A few headstones remain in the Den Cemetery burial site. Some inscriptions are legible; others are weathered. The site sits in a forested area on Aquarion Water Company property on the border of Redding and Easton.

But who else was interred there? Where are the actual boundaries of the cemetery property?

Den Cemetery. Courtesy of the Historical Society of Easton

The town’s cemetery committee hopes the use of ground-penetrating radar will help answer those questions. The committee is applying for a Connecticut Preservation Survey and Planning grant from the State Historic Preservation Office to purchase the radar. The Board of Selectmen on Feb. 2 approved the committee’s grant application. The maximum amount of the grant is $5,000.

Dr. Nicholas Bellantoni, who serves as the emeritus state archaeologist, has been working with the cemetery committee to explore options to designate the burial ground a historic site. He said the grant provides an opportunity to preserve the cemetery.

“The great thing about the radar is it’s not intrusive or destructive,” said Bellantoni. “It’s a sled that you drag over the lawn, but it’s a great way without disturbing anything to get a glimpse of what’s below ground, and it would help them (the cemetery committee) with the preservation steps.”

Deirdra Preis, a member of the cemetery committee, said the committee has to date focused its efforts on addressing the immediate needs of Center and Gilbertown cemeteries. But now it is applying for state funding to help support the future preservation of Den Cemetery.

“This funding will specifically allow us to finance updated ground imaging to confirm the existence of burial sites there and will allow us to apply for available state funding to help with restoration efforts for this cemetery,” said Preis. “We expect the radio imaging will allow us to map out exactly where the graves are located in Den to help us plan and fund preservation efforts.”

The cemetery is not just significant to Easton’s local history, but also to African American history in the state. A burial ground where deceased white and Black people were integrated in the 19th century was extremely rare for its time. The fact that many of the surviving headstones are engraved with the names of the deceased is also rare.

“We have very few cemeteries in the state of Connecticut that actually have stone markers for African Americans,” said Bellantoni.

Unlike segregated African-American cemeteries around the country that were either neglected or erased, the history of Den Cemetery is documented thanks in part to a Joel Barlow High School student who took an interest in it during the 1980s. Thirty five years ago, a sentence about the cemetery in a history book on Easton piqued Calista Cleary’s interest.

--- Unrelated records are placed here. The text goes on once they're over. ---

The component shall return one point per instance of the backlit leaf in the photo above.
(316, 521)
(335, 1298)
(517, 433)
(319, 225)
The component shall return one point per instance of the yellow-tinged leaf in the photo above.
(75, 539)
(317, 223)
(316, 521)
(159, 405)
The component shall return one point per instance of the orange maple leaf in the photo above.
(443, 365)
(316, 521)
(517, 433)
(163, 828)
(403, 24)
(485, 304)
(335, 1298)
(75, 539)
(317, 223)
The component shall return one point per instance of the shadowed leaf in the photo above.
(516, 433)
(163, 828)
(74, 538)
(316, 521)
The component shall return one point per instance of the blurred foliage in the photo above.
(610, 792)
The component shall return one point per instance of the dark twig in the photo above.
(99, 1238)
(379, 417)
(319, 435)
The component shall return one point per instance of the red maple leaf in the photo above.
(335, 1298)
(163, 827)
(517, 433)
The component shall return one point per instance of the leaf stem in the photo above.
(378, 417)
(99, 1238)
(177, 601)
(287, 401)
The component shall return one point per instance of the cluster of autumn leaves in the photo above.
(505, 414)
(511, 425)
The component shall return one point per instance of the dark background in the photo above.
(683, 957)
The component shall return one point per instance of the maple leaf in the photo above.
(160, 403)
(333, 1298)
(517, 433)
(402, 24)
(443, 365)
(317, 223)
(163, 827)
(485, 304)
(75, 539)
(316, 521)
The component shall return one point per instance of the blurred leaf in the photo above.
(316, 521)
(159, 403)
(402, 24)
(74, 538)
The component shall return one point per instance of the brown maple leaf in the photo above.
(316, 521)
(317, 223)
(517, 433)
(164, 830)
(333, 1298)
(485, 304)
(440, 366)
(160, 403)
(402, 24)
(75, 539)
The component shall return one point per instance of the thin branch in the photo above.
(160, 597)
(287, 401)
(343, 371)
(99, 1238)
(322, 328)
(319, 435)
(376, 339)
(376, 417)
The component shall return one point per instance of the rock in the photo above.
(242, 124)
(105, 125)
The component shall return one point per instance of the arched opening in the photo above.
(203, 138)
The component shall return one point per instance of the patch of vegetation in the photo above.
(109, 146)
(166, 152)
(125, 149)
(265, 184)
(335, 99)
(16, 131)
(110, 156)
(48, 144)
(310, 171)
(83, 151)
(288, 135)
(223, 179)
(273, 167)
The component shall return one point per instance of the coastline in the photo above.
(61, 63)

“The fact that there was a Black cemetery in Easton, an almost exclusively white town, was something I wanted to learn more about,” said Cleary, who works as the Director of the Tri-Co Philly Program at Haverford College in Philadelphia.

Cleary won a Barton L. Weller Scholarship during her senior year at Barlow to research the graves in the burial ground. Her project, titled “Little Egypt: Black History in Three New England Towns,” has been an important contribution to both Easton’s history and the history of African Americans in the state.

Cleary researched the history of the cemetery through land deeds and census data, interviews with local historians and the descendants of African Americans who lived in Little Egypt. Yale University’s Gilder Lehrman Center for the Study of Slavery, Resistance, and Abolition has a copy in its collection.

“There’s so much to be learned from this site,” said Cleary. “I really believe that this cemetery fits into the larger narrative of African-American history.”

The state Historic Preservation Office accepts grant applications on a rolling basis. Grants are awarded as funding is available.